In the opinion of Wu Xiaoqing, Vice Minister of Environmental Protection, finance will become an important factor influencing the development of the environmental protection industry, and green investment will become an inevitable choice following the adjustment of China’s investment strategy in the future.
Driving Force of Environmental Protection Industry
More and more instances show that adopting “green credit’ as a long-term business strategy, pulling out of “high-pollution, high-consumption and excessive capacity” industries and establishing a long-term effective mechanism of “supporting energy conservation and environmental protection through credit” have become the common strategic focuses and successful areas of numerous industries.
Challenges to Banking Innovation
According to statistics, the gross output value of China’s energy conservation and environmental protection industry in 2008 was RMB 1.41 trillion, accounting of 4.7% of the GDP. Thanks to policy encouragement, the environmental protection industry is set to maintain an annual growth rate of 15%-20% over the next few years. The gross output value of the environmental protection industry during the 12th Five-year Plan is expected to reach RMB 4.9 trillion.
Clearly, China’s environmental protection industry is entering a golden age. To a large extent, the health and efficiency of this industry will determine the price that China will have to pay to resolve its environmental issues.
It is worth noting that the industry pressure that China bears on unit area has exceeded the pressure that any of the developed countries had to face when industrializing. The reason that China’s environmental protection industry cannot just follow in the footsteps of foreign counterparts is that it cannot simply use the solutions that other countries have used in the past to solve today’s issues.
At present, China’s environmental protection industry is still in the primary stages of development, with low industrial concentration and weak management capacity. Moreover, the percentage of small and medium enterprises is over 98%. Since the environmental protection industry requires advanced technology, the aforesaid conditions have directly led to low competitiveness of enterprises and restricted their development and profitability.

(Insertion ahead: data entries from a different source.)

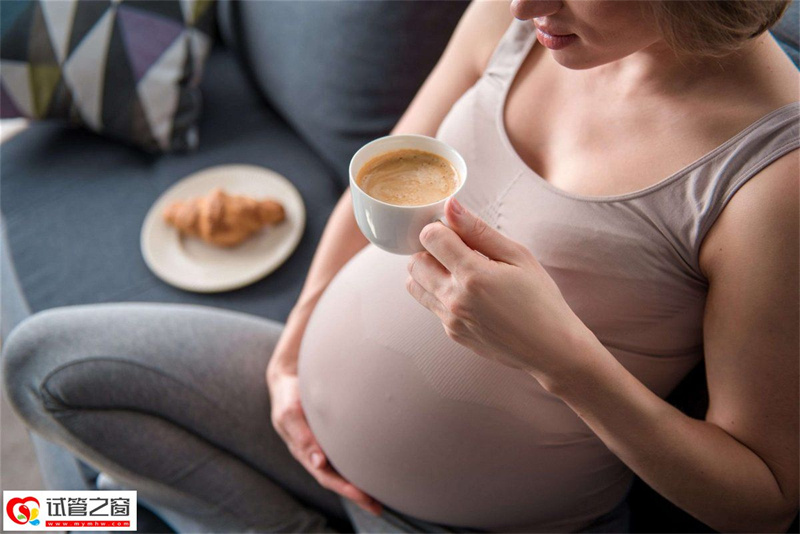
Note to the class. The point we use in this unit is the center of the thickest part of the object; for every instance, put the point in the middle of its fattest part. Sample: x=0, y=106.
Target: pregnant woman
x=632, y=210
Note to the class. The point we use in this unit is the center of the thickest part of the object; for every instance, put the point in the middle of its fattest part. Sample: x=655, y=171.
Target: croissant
x=222, y=219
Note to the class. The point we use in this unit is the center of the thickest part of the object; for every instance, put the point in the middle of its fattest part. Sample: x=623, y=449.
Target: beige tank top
x=436, y=432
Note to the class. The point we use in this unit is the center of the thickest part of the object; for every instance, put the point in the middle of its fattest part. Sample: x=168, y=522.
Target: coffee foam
x=408, y=178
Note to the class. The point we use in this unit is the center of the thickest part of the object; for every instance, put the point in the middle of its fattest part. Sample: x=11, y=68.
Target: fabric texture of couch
x=297, y=87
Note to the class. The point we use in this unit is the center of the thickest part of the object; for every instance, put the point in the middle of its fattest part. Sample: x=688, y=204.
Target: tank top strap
x=714, y=180
x=511, y=51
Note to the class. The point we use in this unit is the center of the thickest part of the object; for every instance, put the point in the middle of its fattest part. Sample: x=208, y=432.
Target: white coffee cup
x=391, y=227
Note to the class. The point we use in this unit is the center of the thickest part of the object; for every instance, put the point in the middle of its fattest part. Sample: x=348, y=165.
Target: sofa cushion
x=128, y=69
x=787, y=32
x=342, y=73
x=74, y=202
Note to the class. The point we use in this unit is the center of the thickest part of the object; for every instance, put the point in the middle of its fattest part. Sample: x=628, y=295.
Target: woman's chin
x=575, y=58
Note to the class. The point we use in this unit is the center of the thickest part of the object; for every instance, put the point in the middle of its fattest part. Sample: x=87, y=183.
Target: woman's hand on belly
x=493, y=297
x=290, y=422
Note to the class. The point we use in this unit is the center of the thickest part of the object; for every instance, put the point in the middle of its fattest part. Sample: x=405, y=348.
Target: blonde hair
x=714, y=28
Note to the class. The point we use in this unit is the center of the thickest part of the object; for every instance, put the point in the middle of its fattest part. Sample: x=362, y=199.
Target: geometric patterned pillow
x=128, y=69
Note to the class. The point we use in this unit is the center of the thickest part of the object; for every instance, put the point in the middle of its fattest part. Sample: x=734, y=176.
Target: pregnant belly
x=432, y=430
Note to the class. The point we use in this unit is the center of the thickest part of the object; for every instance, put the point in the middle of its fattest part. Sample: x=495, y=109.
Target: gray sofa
x=293, y=86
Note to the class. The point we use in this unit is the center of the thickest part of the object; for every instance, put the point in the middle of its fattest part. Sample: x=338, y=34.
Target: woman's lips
x=555, y=41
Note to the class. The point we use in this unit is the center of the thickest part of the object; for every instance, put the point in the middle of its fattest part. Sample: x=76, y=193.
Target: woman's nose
x=529, y=9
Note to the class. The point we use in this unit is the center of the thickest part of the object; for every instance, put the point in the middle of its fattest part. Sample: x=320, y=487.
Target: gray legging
x=171, y=401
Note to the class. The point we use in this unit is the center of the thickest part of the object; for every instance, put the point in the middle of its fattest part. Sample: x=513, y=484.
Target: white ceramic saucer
x=193, y=265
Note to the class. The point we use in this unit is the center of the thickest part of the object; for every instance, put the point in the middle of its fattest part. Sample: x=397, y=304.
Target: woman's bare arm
x=459, y=68
x=738, y=469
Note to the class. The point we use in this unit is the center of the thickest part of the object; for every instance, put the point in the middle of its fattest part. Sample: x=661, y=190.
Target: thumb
x=478, y=235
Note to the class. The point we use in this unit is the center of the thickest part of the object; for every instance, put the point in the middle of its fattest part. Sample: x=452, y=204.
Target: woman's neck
x=657, y=72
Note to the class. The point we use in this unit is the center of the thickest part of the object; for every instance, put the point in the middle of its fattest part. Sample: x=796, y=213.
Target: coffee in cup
x=408, y=177
x=399, y=184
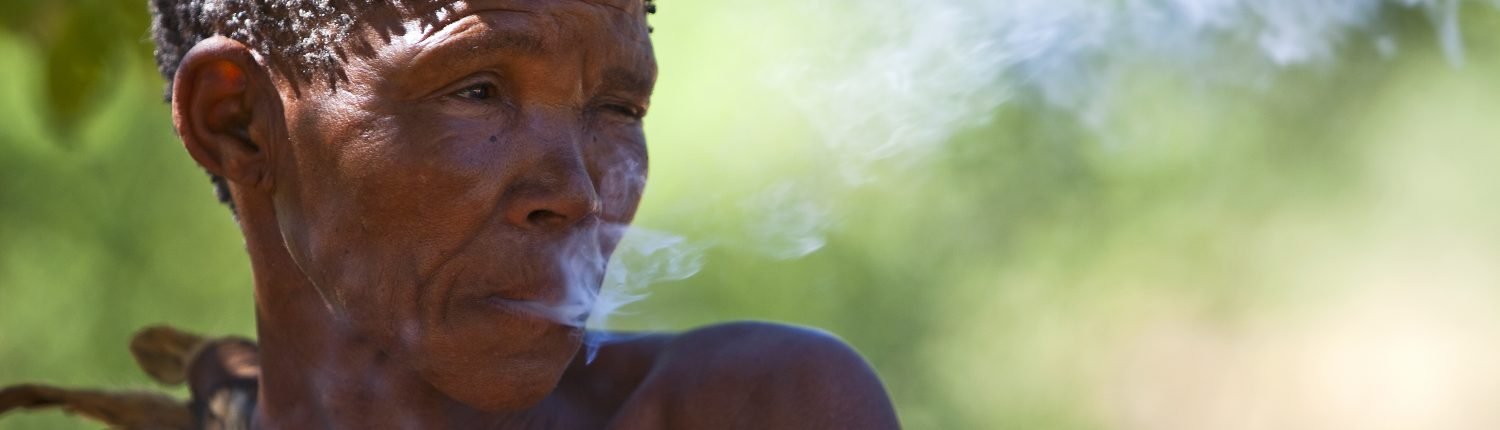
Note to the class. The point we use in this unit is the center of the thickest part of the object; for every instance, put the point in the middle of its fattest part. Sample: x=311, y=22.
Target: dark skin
x=419, y=231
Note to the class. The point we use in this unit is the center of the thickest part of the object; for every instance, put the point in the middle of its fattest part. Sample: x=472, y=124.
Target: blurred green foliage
x=983, y=283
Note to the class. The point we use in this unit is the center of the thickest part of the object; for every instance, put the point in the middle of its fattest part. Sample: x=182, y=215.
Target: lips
x=572, y=313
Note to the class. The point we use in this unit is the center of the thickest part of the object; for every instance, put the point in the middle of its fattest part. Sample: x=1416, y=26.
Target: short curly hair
x=305, y=39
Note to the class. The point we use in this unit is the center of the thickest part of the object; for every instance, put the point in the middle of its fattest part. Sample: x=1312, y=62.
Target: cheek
x=381, y=212
x=620, y=174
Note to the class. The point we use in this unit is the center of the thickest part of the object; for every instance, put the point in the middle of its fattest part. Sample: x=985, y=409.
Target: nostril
x=545, y=217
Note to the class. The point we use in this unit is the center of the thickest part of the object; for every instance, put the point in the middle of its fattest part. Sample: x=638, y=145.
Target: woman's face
x=456, y=198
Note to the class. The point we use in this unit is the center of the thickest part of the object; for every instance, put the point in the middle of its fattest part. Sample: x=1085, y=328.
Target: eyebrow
x=627, y=80
x=458, y=47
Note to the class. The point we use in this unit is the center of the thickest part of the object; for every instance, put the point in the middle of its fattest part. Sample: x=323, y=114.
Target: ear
x=225, y=110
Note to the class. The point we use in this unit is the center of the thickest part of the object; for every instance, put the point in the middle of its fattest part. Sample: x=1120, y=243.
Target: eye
x=477, y=92
x=630, y=111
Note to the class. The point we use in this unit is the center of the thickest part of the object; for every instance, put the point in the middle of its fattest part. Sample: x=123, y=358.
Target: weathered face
x=461, y=192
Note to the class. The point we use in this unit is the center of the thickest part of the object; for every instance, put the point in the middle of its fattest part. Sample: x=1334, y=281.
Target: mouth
x=566, y=312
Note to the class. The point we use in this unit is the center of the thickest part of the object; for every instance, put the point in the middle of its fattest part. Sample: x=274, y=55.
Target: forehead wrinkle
x=474, y=36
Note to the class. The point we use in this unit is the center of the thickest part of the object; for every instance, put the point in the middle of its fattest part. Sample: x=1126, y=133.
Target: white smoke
x=893, y=81
x=896, y=80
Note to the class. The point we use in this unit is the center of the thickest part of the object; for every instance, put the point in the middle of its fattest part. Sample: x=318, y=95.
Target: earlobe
x=222, y=99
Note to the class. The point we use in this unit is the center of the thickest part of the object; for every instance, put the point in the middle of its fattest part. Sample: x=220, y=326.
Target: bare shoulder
x=758, y=375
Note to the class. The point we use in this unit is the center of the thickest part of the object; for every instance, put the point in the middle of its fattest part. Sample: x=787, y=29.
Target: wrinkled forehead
x=425, y=17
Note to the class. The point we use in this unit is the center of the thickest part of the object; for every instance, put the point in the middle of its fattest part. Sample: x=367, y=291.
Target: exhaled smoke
x=642, y=258
x=899, y=78
x=896, y=80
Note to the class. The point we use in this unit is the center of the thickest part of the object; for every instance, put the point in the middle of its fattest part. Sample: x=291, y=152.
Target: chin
x=495, y=372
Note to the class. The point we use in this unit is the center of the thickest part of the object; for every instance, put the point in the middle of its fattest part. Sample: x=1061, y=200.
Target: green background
x=1286, y=256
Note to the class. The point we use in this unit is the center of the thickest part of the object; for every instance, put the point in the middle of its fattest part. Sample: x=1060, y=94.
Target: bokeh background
x=1220, y=231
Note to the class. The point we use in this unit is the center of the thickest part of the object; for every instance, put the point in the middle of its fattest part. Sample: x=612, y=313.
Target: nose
x=555, y=192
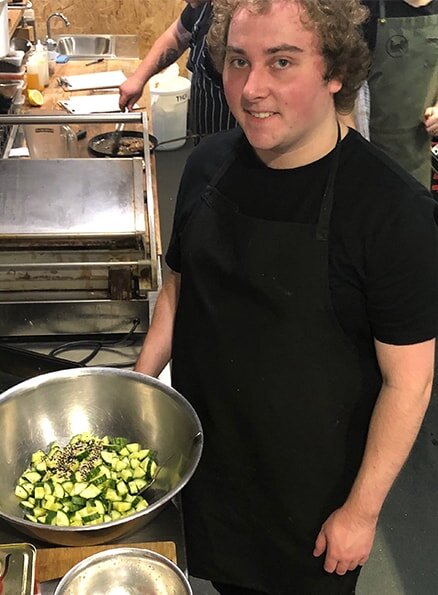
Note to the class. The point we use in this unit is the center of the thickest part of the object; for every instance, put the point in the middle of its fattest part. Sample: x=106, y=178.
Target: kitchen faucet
x=49, y=30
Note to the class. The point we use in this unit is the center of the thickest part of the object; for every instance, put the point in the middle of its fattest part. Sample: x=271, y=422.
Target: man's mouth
x=260, y=115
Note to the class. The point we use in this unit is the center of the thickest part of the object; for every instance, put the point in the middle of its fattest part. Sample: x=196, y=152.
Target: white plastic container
x=4, y=28
x=169, y=101
x=41, y=55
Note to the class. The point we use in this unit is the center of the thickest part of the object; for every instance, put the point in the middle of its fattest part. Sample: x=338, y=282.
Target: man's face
x=274, y=83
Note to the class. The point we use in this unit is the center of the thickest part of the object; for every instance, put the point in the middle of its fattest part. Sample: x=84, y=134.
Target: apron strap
x=382, y=11
x=322, y=231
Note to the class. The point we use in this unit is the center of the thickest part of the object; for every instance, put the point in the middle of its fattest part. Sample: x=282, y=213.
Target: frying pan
x=102, y=144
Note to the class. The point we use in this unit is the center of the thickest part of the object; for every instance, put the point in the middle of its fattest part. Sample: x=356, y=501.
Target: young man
x=209, y=111
x=300, y=313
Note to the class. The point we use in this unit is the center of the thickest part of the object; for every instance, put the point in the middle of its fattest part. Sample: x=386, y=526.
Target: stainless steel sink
x=92, y=47
x=85, y=47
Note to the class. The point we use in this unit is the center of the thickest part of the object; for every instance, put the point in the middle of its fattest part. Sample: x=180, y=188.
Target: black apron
x=208, y=108
x=284, y=398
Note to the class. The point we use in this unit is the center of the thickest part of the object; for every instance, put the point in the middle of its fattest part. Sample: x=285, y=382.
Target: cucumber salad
x=91, y=480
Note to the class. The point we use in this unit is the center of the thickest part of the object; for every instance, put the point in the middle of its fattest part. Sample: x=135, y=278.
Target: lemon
x=35, y=97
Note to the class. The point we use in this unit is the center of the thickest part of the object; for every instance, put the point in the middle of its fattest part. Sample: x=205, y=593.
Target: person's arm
x=157, y=346
x=348, y=534
x=431, y=119
x=165, y=51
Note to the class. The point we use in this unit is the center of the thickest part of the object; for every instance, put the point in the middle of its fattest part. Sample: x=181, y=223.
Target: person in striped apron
x=208, y=112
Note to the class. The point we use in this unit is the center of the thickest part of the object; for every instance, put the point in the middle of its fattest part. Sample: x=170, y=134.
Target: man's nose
x=256, y=85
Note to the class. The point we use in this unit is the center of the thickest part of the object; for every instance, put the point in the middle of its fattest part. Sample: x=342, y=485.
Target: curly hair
x=337, y=24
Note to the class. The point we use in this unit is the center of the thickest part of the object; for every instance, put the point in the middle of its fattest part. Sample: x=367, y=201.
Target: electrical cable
x=98, y=346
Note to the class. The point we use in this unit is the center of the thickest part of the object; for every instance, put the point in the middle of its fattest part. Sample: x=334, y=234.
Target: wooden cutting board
x=53, y=563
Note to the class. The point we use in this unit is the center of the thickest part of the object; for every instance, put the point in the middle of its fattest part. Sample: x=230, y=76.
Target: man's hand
x=431, y=120
x=130, y=91
x=347, y=540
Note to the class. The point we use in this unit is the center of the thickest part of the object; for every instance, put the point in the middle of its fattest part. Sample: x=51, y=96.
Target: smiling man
x=301, y=310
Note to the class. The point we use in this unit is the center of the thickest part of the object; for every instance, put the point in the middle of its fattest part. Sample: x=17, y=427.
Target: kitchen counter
x=55, y=93
x=167, y=526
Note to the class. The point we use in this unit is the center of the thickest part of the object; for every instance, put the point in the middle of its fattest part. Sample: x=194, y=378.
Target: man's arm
x=165, y=51
x=348, y=534
x=157, y=347
x=431, y=119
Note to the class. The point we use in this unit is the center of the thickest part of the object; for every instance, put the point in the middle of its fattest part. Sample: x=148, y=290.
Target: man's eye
x=238, y=62
x=282, y=63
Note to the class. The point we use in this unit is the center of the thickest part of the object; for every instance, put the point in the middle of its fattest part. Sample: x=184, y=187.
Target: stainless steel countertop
x=167, y=526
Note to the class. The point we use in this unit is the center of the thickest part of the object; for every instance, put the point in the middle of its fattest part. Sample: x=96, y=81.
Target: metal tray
x=101, y=145
x=17, y=563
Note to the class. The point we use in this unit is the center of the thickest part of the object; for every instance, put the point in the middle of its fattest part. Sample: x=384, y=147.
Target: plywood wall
x=145, y=18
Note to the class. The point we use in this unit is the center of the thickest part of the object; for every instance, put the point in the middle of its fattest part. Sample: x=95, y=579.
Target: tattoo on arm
x=167, y=58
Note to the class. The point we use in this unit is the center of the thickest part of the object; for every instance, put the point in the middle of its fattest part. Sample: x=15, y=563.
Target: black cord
x=98, y=346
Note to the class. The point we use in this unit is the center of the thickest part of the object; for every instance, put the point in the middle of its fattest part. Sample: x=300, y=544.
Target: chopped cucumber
x=87, y=482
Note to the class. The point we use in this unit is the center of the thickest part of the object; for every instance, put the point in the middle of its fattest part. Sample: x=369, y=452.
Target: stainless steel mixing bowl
x=126, y=571
x=102, y=401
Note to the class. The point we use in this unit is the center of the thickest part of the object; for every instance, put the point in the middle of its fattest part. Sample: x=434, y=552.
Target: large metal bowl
x=126, y=570
x=102, y=401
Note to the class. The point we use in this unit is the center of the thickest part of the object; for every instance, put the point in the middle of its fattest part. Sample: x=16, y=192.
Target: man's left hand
x=431, y=120
x=347, y=540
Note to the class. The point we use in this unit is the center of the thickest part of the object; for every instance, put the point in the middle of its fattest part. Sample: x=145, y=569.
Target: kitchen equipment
x=17, y=568
x=102, y=401
x=132, y=571
x=117, y=135
x=94, y=80
x=169, y=100
x=4, y=29
x=52, y=563
x=92, y=104
x=19, y=44
x=78, y=246
x=100, y=145
x=9, y=88
x=51, y=141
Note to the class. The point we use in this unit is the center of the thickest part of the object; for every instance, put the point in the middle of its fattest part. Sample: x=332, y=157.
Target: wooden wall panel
x=145, y=18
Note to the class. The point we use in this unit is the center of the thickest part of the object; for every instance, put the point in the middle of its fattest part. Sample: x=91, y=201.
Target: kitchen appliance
x=78, y=245
x=101, y=401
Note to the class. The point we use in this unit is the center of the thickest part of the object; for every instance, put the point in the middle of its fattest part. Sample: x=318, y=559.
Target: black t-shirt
x=393, y=8
x=383, y=245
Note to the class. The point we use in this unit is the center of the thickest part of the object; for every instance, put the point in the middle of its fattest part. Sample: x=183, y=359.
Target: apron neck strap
x=322, y=231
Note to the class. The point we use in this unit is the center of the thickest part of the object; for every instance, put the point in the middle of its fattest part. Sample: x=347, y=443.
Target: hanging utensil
x=116, y=138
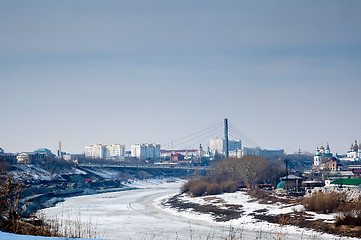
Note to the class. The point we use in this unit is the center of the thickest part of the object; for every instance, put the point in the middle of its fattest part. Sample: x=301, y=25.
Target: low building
x=23, y=158
x=219, y=146
x=114, y=151
x=266, y=153
x=344, y=183
x=354, y=154
x=30, y=158
x=146, y=151
x=321, y=156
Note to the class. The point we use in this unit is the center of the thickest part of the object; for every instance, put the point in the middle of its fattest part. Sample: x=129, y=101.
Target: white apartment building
x=219, y=146
x=145, y=151
x=114, y=151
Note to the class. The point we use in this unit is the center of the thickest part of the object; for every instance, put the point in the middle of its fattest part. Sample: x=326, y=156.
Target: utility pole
x=226, y=137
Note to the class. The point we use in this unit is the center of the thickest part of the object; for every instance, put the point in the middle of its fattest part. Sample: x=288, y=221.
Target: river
x=134, y=215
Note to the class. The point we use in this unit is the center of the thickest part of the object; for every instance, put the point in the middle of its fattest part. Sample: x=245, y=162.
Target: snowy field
x=138, y=214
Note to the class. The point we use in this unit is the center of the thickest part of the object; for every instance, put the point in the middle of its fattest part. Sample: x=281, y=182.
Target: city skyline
x=287, y=74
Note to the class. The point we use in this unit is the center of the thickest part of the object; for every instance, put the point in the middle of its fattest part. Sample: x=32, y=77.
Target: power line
x=190, y=137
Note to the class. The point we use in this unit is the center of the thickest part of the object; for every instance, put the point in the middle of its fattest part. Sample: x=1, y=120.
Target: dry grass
x=207, y=186
x=324, y=203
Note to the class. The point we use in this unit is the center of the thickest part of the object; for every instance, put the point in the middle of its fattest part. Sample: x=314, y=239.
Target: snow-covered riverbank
x=140, y=214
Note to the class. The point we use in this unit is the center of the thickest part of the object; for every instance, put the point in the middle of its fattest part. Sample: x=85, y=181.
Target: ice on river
x=138, y=214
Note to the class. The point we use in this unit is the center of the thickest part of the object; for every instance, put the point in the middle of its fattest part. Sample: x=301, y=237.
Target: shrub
x=324, y=203
x=197, y=188
x=229, y=186
x=352, y=218
x=213, y=189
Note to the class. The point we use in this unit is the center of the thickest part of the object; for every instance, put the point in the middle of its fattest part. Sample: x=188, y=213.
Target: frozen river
x=136, y=215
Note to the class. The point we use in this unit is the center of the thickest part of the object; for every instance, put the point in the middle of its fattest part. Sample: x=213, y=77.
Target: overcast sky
x=285, y=73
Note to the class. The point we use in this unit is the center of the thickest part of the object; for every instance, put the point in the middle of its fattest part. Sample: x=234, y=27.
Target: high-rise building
x=144, y=151
x=114, y=151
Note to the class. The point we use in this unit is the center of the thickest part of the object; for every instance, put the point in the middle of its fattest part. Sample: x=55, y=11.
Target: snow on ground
x=247, y=221
x=140, y=212
x=10, y=236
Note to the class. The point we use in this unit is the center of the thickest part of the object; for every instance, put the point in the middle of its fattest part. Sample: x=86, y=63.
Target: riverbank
x=240, y=209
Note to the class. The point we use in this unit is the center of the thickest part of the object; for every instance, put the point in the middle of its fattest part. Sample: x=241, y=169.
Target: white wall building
x=219, y=146
x=321, y=154
x=145, y=151
x=354, y=154
x=114, y=151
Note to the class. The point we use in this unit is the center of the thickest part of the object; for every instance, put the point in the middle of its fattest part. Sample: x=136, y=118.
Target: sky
x=285, y=73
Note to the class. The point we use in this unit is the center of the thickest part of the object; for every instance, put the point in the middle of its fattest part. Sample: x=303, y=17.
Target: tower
x=226, y=138
x=59, y=153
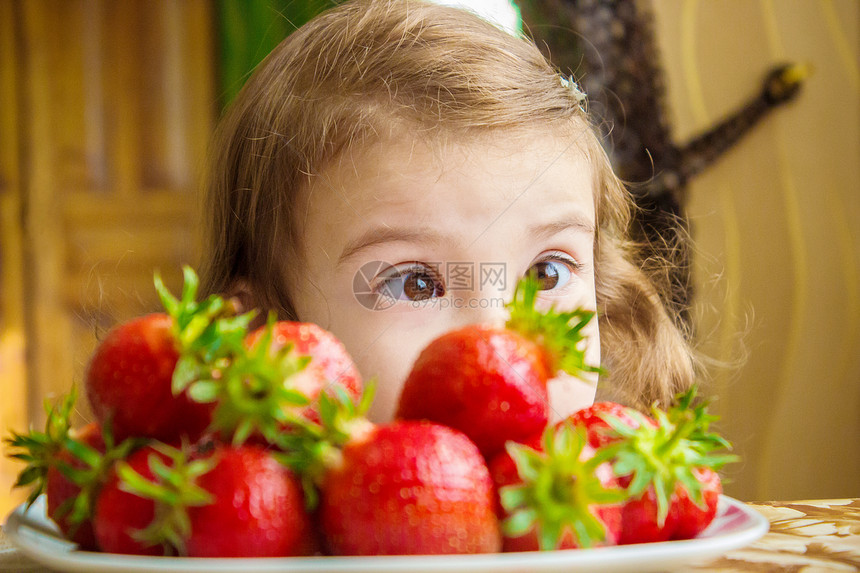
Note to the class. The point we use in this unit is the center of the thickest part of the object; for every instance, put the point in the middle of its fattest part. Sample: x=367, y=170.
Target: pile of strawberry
x=215, y=440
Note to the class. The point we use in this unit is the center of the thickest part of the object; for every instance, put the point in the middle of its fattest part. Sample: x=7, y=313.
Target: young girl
x=390, y=171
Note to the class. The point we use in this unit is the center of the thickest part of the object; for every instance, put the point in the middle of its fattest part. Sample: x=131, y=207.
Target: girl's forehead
x=520, y=177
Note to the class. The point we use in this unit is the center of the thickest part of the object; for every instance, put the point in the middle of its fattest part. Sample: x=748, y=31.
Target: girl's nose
x=477, y=307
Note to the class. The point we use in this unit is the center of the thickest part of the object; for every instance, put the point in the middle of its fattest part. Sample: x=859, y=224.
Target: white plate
x=736, y=525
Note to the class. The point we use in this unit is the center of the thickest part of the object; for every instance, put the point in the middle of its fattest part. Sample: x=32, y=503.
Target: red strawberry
x=491, y=383
x=68, y=466
x=121, y=517
x=556, y=494
x=329, y=361
x=688, y=517
x=258, y=508
x=666, y=463
x=230, y=502
x=409, y=488
x=129, y=382
x=61, y=492
x=593, y=419
x=137, y=375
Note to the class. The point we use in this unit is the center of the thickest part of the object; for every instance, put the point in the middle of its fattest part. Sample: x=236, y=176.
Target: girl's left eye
x=553, y=271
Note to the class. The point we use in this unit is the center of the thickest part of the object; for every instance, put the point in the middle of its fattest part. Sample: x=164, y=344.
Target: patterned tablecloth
x=804, y=536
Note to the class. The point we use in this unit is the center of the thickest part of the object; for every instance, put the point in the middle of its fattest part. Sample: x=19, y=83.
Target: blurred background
x=107, y=107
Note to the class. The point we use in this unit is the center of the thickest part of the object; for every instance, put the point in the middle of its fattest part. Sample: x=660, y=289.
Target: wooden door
x=107, y=108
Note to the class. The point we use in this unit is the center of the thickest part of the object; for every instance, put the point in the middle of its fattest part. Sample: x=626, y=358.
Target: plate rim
x=680, y=551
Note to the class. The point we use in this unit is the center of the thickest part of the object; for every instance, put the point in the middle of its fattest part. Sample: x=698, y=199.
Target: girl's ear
x=242, y=291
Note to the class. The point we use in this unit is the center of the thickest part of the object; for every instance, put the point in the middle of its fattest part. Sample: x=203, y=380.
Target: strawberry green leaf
x=557, y=491
x=174, y=489
x=665, y=454
x=558, y=333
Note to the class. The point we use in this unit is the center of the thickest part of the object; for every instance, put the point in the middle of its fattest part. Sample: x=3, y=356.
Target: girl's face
x=404, y=241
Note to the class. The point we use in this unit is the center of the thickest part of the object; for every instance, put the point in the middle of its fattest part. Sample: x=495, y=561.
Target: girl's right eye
x=409, y=281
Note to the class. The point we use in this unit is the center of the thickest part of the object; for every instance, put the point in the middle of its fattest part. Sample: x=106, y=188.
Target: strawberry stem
x=557, y=491
x=665, y=452
x=173, y=489
x=559, y=334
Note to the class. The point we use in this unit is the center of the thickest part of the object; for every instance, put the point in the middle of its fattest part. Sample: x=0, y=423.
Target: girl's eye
x=553, y=272
x=411, y=281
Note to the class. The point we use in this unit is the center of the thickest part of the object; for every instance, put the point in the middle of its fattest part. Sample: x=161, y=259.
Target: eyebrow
x=575, y=221
x=381, y=235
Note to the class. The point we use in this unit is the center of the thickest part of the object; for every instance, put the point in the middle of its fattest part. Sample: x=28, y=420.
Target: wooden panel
x=118, y=109
x=12, y=348
x=778, y=251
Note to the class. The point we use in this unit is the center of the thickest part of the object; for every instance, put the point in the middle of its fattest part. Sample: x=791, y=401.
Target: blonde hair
x=355, y=71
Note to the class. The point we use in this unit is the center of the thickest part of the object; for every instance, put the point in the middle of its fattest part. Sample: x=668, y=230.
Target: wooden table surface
x=804, y=536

Although China’s environmental protection industry has made great progress in recent years, its total scale is limited and it is still not accessible enough. It especially lacks fixed long term mechanisms and channels for environmental protection investment, which has affected the developmental potential of the industry.
“An essential element of green credit is to find a win-win mechanism.” According to Wang Jinnan, Vice President of Chinese Academy for Environmental Planning, a big difficulty is how to transmit effective regulatory information and environmental risk information of companies to the credit departments on a timely basis.
On the other hand, commercial banks lack innovation. Their high loan interest rates and short loan terms are unable to satisfy the low profit and long term characteristics of urban public environmental infrastructure.
It is estimated that the total investment into environmental protection during the 12th Five-year Plan will be RMB 3 trillion. However, more is needed to deliver on China’s promise to cut carbon dioxide emissions per unit of GDP by 40%-45% before 2020.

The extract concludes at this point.